So, this week I’ve come to a decision. Well, actually, it was a couple of weeks ago, but this is for the purpose of the blog. My decision is job-related, or rather career related. My wife Julz didn’t laugh at me, so it can’t be all that bad. It is related to this blog and my current hobby/obsession: weightlifting.
So… the decision. For the last six months, my wife has been pushing me to decide what kind of career I wanted to do; something I actually WANTED to do. The job I was at, I was there for fifteen years, and it wasn’t the greatest in the world. It was good money for what it was, but that was it, it paid the bills, it wasn’t a career unless you went into the upper echelons of the company. Which I didn’t want to do.
I think I had got to a point where I was, to use other parlance, institutionalised. My wife kept asking “what do you want to do, you hairy weirdo”. Honestly, she put a gun to my head and everything, and I was on my knees sobbing like a little girl, “I don’t know!”
I really didn’t!
Fifteen years of factory work, I was used to that and nothing else, despite prior experience. I genuinely couldn’t think of anything I wanted to do professionally. So it was that several weeks ago, I restarted my fitness “Journey”, and it suddenly slapped me in the face. Why not a career in fitness?
Of course, I immediately thought of how I was such an idiot! I mean, I’m obese, nobody is going to look at me and go, “oh yeah he’s a personal trainer”. Are they? But that’s okay. I need to get qualified, learn the trade, all of that, before I can be considered a trainer of any sort.

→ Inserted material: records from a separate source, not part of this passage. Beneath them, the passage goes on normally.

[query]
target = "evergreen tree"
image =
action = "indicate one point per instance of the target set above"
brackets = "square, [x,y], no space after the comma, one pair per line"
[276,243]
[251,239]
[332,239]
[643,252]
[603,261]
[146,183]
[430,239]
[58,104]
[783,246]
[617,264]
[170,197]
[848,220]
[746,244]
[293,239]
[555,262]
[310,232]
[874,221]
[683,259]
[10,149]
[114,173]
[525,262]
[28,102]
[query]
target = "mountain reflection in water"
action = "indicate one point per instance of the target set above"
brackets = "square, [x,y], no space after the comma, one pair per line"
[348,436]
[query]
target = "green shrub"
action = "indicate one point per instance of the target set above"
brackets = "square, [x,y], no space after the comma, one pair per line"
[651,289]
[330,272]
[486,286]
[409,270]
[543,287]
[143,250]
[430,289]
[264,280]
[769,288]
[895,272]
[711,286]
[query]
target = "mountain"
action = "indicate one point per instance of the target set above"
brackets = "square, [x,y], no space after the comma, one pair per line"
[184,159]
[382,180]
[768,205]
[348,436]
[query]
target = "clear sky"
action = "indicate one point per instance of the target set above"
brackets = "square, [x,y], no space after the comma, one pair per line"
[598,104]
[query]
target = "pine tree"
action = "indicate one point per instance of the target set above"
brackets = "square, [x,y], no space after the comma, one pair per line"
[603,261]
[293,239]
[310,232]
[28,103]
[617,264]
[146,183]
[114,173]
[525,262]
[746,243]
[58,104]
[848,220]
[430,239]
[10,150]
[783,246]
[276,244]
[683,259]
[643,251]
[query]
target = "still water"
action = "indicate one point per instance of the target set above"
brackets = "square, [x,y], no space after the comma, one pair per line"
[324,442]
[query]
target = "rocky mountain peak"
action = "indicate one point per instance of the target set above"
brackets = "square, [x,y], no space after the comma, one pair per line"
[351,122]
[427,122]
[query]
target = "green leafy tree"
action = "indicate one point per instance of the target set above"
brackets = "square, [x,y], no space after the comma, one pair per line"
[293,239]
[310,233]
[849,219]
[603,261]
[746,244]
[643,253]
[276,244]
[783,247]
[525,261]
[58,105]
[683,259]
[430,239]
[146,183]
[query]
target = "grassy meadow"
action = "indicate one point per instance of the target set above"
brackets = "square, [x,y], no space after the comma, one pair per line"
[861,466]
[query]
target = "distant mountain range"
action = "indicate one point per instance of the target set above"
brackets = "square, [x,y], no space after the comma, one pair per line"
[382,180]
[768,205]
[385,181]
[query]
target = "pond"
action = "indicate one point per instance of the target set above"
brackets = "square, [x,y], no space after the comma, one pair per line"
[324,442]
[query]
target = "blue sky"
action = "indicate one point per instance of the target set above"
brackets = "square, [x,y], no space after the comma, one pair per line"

I’ve already started on the learning, enrolling in a few free starter courses on the Open University’s website, as well as trawling through the videos of fitness Youtubers I’m fans of: the Buff Dudes, The Lean Machines, Ryan Terry, and Jeff Cavaliere. There’s so much information in there, that it’s hard not to learn anything.
My only worry is what people will think.
My family will laugh, I’m sure of it, if they read this. It’s completely left-field not just for me, but for the family. At least, I don’t think there’s anyone out there like that, except my “England’s Strongest Disabled Woman” sister.
Finally, a Decision
So there you have it. I want to be a personal trainer, or a physio. Anything related to that. Okay, it’s not necessarily specific, but it’s a career I want to head towards.
My wife is just happy I’ve made a decision.
Actually, her reaction was, “Thank fuck for that.”